A menu that features dishes like eggplant parm and garlic bread sounds like something you’d expect to find alongside red-checked tablecloths, candleholders made from straw-wrapped Chianti bottles – and maybe even a pair of cartoon dogs sharing a romantic plate of pasta in an alley.

But in designing their new Washington Avenue restaurant, Roustabout, co-owners Kit Paschal (formerly of Portland Hunt & Alpine Club and Boston’s Eastern Standard), and Anders Tallberg (Hugo’s and Hungry Mother in Cambridge, Massachusetts) ditched the traditional red-sauce joint template, cleanly stripping away every stereotype and replacing it with imagery that reflects the nautical heritage of the city. “When you walk in, you know you’re in Portland, Maine,” Tallberg says.

It would be easy to interpret the mismatch between the restaurant’s image and menu as identity confusion, but to do so would miss the point. Roustabout is all about keeping customers guessing, rather like the “dazzle camouflage,” designed to help war ships confuse enemies about a ship’s position and speed, that breaks up the wall between the bar and the restaurant’s front windows.
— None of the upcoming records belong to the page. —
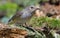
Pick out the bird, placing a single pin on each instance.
(23, 16)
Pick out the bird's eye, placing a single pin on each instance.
(32, 7)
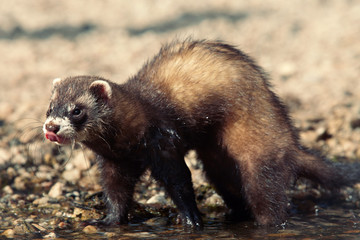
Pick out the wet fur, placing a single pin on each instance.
(200, 95)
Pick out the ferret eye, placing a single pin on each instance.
(76, 112)
(48, 112)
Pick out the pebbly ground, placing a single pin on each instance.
(309, 48)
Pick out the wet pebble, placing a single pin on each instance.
(157, 221)
(9, 233)
(158, 198)
(41, 201)
(214, 200)
(8, 190)
(56, 190)
(50, 235)
(72, 175)
(90, 229)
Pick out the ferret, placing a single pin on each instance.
(205, 96)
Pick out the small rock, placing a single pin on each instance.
(214, 200)
(72, 175)
(90, 229)
(41, 201)
(50, 235)
(62, 225)
(355, 123)
(8, 190)
(19, 159)
(85, 214)
(19, 183)
(157, 221)
(9, 233)
(159, 198)
(4, 156)
(56, 190)
(109, 234)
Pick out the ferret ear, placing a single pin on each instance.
(56, 81)
(101, 89)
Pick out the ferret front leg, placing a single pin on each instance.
(170, 169)
(118, 183)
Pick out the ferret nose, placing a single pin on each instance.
(51, 127)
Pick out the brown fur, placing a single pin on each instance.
(200, 95)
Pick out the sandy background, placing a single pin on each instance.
(311, 49)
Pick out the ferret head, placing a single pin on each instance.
(76, 110)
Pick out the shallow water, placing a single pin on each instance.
(331, 223)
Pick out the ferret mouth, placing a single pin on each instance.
(56, 138)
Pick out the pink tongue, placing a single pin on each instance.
(51, 136)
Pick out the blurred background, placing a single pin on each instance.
(310, 48)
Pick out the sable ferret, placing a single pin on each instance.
(201, 95)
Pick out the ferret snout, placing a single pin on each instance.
(51, 127)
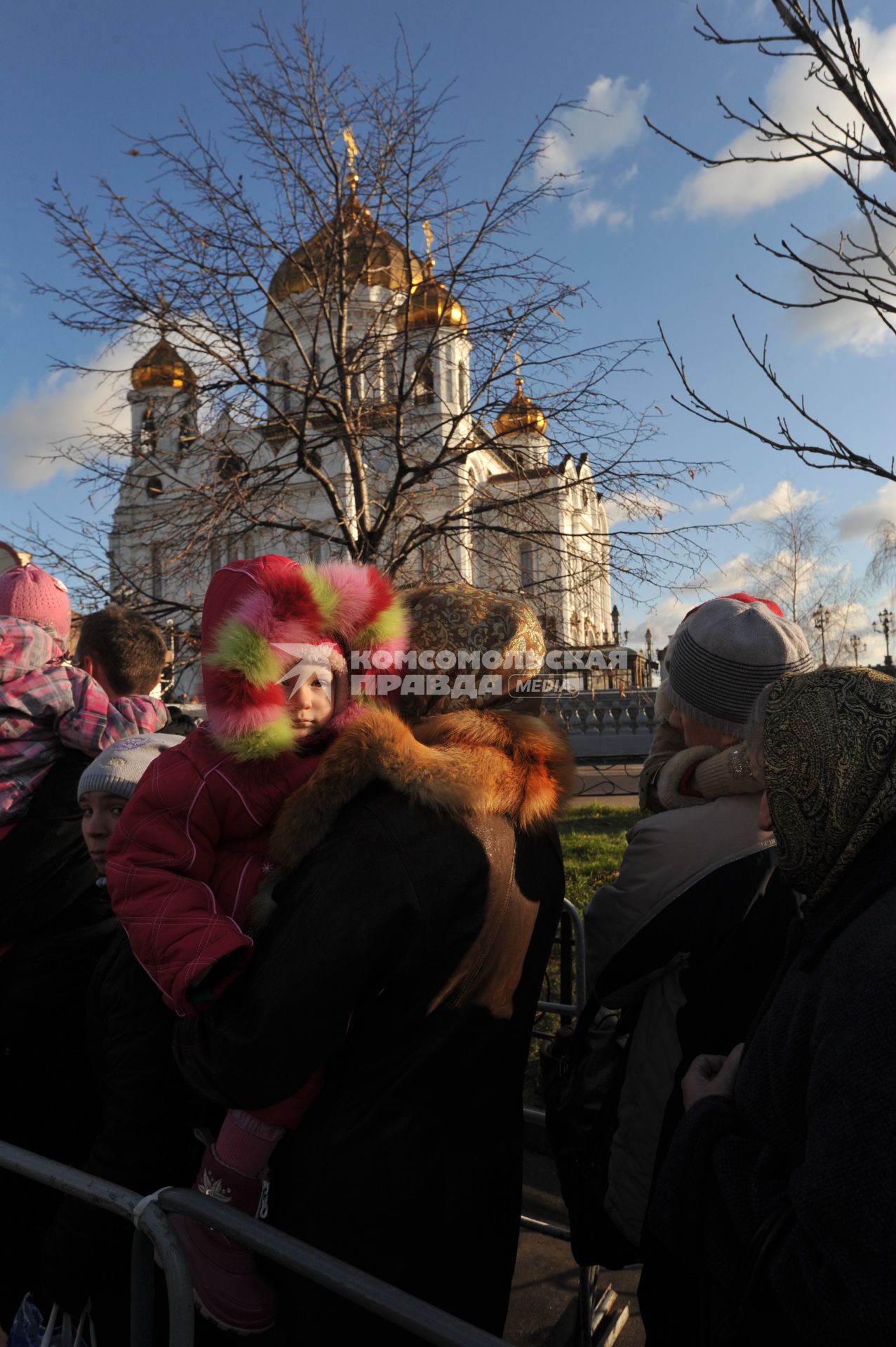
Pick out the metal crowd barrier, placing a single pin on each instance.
(599, 1319)
(155, 1240)
(154, 1237)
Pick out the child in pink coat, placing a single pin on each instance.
(190, 849)
(46, 705)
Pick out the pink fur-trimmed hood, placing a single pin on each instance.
(266, 616)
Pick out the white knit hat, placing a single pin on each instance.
(120, 767)
(727, 655)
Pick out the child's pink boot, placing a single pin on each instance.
(227, 1282)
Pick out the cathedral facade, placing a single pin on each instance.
(488, 502)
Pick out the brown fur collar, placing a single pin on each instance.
(462, 763)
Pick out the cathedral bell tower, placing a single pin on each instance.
(162, 404)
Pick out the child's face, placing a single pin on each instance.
(100, 814)
(312, 704)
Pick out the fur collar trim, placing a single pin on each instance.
(464, 763)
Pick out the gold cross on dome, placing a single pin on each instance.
(351, 150)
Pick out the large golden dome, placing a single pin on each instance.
(373, 256)
(430, 304)
(162, 367)
(521, 415)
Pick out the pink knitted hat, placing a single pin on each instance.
(34, 596)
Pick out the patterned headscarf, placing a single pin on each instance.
(460, 617)
(830, 771)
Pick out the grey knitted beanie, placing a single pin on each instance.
(120, 767)
(727, 655)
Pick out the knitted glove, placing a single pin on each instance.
(714, 777)
(704, 771)
(671, 777)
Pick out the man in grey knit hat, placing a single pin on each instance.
(688, 938)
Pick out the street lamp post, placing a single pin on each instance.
(821, 617)
(885, 620)
(857, 645)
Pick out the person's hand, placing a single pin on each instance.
(710, 1075)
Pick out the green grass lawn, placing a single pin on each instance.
(593, 841)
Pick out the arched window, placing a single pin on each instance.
(186, 433)
(423, 382)
(527, 568)
(286, 391)
(389, 377)
(462, 384)
(156, 569)
(231, 467)
(149, 434)
(549, 626)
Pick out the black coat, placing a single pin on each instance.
(143, 1139)
(783, 1198)
(406, 956)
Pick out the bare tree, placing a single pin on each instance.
(320, 382)
(799, 569)
(850, 134)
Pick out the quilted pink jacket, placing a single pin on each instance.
(46, 706)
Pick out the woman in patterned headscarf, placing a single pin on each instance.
(780, 1180)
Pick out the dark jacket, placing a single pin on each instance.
(783, 1198)
(45, 861)
(406, 954)
(689, 937)
(143, 1140)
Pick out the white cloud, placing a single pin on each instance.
(782, 497)
(862, 519)
(791, 100)
(609, 119)
(849, 323)
(65, 407)
(60, 408)
(588, 210)
(628, 175)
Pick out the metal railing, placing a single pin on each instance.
(155, 1240)
(154, 1237)
(599, 1319)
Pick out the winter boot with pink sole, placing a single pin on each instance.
(227, 1282)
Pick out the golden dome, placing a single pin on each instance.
(430, 304)
(373, 256)
(521, 415)
(162, 367)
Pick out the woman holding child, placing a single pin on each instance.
(405, 957)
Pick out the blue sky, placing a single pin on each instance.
(654, 237)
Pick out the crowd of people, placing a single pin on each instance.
(291, 957)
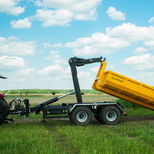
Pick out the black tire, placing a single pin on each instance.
(4, 110)
(81, 116)
(97, 117)
(110, 115)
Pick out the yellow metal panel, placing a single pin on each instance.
(123, 87)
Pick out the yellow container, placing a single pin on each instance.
(123, 87)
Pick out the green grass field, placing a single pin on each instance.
(133, 135)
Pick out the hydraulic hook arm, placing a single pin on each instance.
(76, 62)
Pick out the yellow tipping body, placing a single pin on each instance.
(123, 87)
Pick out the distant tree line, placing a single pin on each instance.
(47, 91)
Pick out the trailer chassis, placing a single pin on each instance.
(79, 113)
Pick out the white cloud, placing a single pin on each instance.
(131, 32)
(54, 17)
(59, 65)
(114, 14)
(55, 58)
(149, 43)
(11, 7)
(151, 20)
(25, 71)
(11, 62)
(53, 69)
(141, 62)
(13, 46)
(21, 23)
(63, 12)
(98, 43)
(140, 50)
(49, 45)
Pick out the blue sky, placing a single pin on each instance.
(37, 37)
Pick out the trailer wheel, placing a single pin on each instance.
(110, 115)
(3, 110)
(97, 117)
(81, 116)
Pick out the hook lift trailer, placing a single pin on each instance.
(79, 113)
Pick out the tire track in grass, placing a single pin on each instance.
(60, 139)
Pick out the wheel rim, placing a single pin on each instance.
(111, 115)
(82, 116)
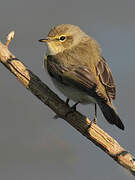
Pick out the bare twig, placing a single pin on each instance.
(76, 119)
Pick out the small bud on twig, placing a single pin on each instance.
(9, 37)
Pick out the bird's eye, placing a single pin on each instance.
(62, 38)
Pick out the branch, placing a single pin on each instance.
(75, 119)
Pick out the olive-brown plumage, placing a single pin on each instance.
(79, 71)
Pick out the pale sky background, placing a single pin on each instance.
(34, 146)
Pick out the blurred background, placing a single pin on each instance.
(32, 144)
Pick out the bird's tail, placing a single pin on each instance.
(110, 114)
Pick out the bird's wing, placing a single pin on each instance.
(106, 78)
(77, 76)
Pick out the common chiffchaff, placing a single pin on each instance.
(79, 71)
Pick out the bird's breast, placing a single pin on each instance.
(73, 93)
Indeed, Tallberg describes Roustabout as a place where diners order familiar Italian-American food and are pleasantly surprised when they get a “riff on what [they] thought it was going to be.”
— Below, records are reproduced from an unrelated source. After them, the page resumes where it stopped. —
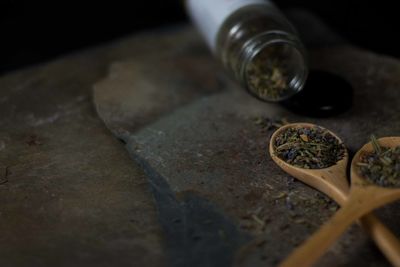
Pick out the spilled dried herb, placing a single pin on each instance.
(309, 148)
(382, 166)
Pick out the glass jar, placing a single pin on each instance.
(256, 43)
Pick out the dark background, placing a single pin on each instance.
(37, 31)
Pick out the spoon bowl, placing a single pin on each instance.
(332, 181)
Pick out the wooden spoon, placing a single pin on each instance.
(332, 181)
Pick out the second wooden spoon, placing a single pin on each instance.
(333, 182)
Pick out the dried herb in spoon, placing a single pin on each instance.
(382, 166)
(309, 148)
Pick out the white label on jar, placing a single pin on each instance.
(209, 15)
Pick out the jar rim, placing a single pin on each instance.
(263, 41)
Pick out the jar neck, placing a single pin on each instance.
(296, 60)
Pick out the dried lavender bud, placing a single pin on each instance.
(382, 166)
(309, 148)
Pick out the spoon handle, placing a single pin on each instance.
(359, 203)
(384, 239)
(388, 244)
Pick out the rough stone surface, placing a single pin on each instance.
(71, 196)
(192, 130)
(69, 193)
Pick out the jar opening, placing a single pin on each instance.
(275, 71)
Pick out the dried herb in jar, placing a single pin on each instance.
(382, 166)
(309, 147)
(268, 75)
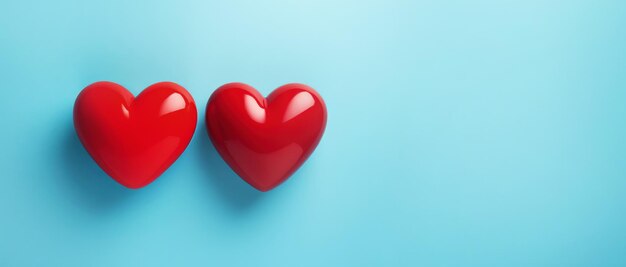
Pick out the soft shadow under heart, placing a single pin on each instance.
(235, 192)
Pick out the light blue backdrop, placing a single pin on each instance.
(460, 133)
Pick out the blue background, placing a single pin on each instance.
(460, 133)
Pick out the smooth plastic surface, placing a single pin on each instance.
(265, 140)
(135, 140)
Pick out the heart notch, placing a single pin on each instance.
(265, 140)
(135, 139)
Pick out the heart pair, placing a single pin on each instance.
(135, 139)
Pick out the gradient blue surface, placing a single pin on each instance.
(460, 133)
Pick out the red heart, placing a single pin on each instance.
(135, 140)
(265, 140)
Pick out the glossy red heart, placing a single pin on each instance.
(134, 140)
(265, 140)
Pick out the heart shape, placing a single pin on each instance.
(265, 140)
(134, 140)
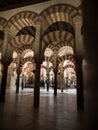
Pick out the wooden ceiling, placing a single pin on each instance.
(11, 4)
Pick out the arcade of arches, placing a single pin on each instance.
(42, 48)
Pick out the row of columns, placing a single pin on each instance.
(37, 50)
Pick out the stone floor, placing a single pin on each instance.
(54, 113)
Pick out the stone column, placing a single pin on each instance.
(90, 33)
(18, 74)
(62, 77)
(55, 72)
(3, 83)
(5, 63)
(79, 74)
(48, 80)
(37, 55)
(78, 45)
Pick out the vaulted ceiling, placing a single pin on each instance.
(10, 4)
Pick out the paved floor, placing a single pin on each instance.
(54, 113)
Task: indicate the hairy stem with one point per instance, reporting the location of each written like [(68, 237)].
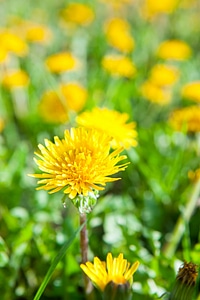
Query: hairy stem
[(84, 256)]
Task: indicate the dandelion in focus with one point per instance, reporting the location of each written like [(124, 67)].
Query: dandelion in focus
[(116, 270), (119, 66), (79, 163), (61, 62), (174, 50), (187, 119), (114, 124), (192, 91)]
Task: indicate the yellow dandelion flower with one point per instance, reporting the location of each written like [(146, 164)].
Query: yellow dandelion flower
[(113, 123), (77, 13), (80, 162), (155, 94), (192, 91), (75, 95), (52, 109), (118, 35), (13, 43), (14, 79), (187, 118), (151, 8), (61, 62), (164, 75), (119, 66), (117, 270), (37, 33), (174, 49)]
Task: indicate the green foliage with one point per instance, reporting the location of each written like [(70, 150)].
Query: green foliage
[(137, 215)]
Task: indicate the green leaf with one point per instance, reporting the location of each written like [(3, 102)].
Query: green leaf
[(56, 260)]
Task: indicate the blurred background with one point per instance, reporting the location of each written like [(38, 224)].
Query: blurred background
[(59, 59)]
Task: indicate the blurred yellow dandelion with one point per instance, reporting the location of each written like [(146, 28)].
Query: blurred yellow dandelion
[(119, 66), (118, 35), (174, 50), (52, 109), (155, 94), (191, 91), (14, 79), (187, 118), (61, 62), (13, 43), (78, 13), (164, 75), (75, 95), (80, 163), (117, 270), (111, 122), (152, 8)]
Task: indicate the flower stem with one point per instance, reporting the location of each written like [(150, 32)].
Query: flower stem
[(170, 247), (84, 256)]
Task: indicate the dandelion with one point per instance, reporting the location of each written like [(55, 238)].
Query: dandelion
[(75, 95), (119, 66), (79, 163), (78, 13), (13, 43), (155, 94), (14, 79), (187, 118), (152, 8), (192, 91), (174, 50), (117, 270), (114, 124), (118, 35), (61, 62), (52, 109), (164, 75)]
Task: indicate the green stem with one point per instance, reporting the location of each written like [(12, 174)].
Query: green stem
[(84, 256), (170, 247)]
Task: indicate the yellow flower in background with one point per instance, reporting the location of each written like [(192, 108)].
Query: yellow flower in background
[(111, 122), (187, 119), (52, 109), (61, 62), (156, 94), (13, 43), (78, 13), (14, 79), (191, 91), (118, 35), (80, 163), (75, 95), (174, 50), (37, 33), (151, 8), (3, 55), (119, 66), (164, 75), (117, 270)]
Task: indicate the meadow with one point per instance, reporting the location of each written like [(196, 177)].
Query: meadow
[(99, 127)]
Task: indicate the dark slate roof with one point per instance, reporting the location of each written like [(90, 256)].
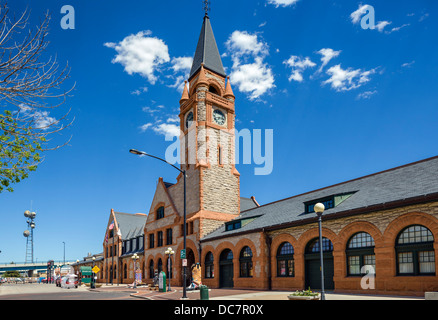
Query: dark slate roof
[(130, 225), (247, 204), (207, 51), (413, 183), (168, 184)]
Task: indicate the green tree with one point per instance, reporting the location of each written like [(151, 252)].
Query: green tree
[(31, 97)]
Playing with expectations gives Roustabout freedom, and the kitchen takes full advantage. A perfect example is one of the menu’s standouts, the arancini ($10). Rather than use leftover rice and slop tomato sauce on top, Tallberg creates each component of the dish with arancini in mind. He begins with an unusual cheese stock made from Grana Padano rinds, ladling it into a risotto along with sharp grated caciocavallo, nutmeg, allspice and cinnamon. When the risotto is fried into balls and plated onto a velvety eggplant puree and topped with tart, shredded pickled cabbage, what results is a dish that looks like an old classic but tastes spectacularly complex and modern.
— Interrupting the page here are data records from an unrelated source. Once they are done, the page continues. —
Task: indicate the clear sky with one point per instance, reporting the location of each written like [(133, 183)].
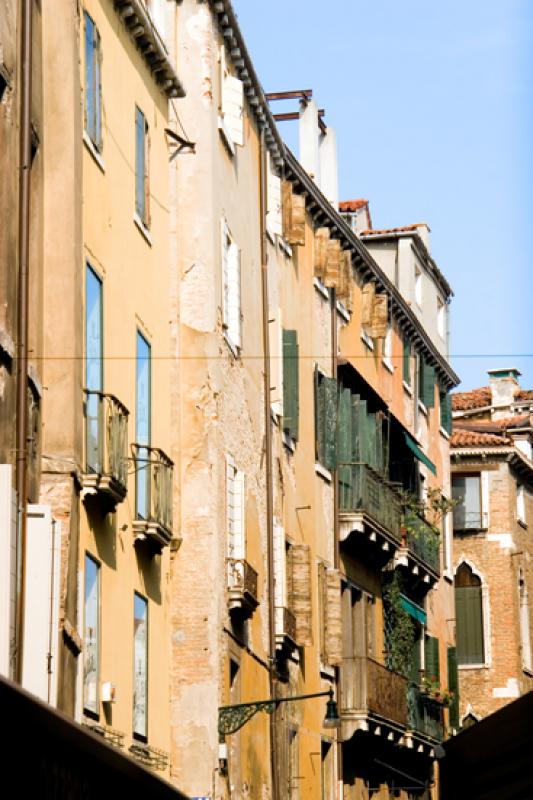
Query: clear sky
[(432, 105)]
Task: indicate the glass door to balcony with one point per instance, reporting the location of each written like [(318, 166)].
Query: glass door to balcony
[(94, 373)]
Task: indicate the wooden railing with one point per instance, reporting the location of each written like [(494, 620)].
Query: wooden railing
[(370, 687), (106, 436), (361, 489)]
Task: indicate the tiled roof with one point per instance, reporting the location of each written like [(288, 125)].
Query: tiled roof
[(352, 205), (403, 229), (478, 398), (463, 438)]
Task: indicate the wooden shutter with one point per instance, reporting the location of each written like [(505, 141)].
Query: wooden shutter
[(300, 600), (321, 252), (432, 663), (333, 618), (453, 686), (469, 625), (428, 385), (290, 383), (333, 263)]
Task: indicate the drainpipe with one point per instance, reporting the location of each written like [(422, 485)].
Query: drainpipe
[(268, 465), (22, 319)]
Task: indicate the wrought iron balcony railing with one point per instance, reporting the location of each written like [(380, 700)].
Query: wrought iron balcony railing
[(153, 501), (106, 446), (370, 687), (425, 715), (242, 586), (422, 540), (362, 490)]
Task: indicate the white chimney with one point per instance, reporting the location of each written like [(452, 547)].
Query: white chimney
[(308, 140), (329, 173)]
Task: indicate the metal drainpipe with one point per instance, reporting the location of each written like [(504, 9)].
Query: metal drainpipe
[(268, 464), (22, 319)]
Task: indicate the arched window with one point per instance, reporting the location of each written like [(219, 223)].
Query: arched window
[(525, 638), (469, 616)]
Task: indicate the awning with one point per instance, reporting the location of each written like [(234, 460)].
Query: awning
[(414, 448), (415, 611)]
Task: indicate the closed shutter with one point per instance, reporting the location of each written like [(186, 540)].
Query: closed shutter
[(300, 600), (469, 625), (453, 686), (333, 618), (321, 252), (233, 108), (333, 263), (290, 383), (428, 385), (431, 657)]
Similarly, the winter squash lasagna ($17), defies expectations in the best ways. Served with the corners of roughly cut homemade pasta sheets browned and draped over the sides of a cast iron pan, the dish looks nothing like a conventional lasagna. It doesn’t taste like one either, with layered textures moving from rich and lightly spicy béchamel and sweet butternut puree, to barely firm pickled apples, to a topping of funky shredded Brussels sprouts. Lasagna here is a concept, not an end-product, “a vehicle for great ingredients,” Tallberg calls it.

The kitchen takes the same approach with the excellent, almost creamy garlic soup ($9). Made from a base of sautéed onions, parsley, bay leaves, pepper and bread, the soup acts as a showcase for intense garlic flavors that come from hefty doses of raw garlic added three times during cooking, the last right before the soup is pureed and served.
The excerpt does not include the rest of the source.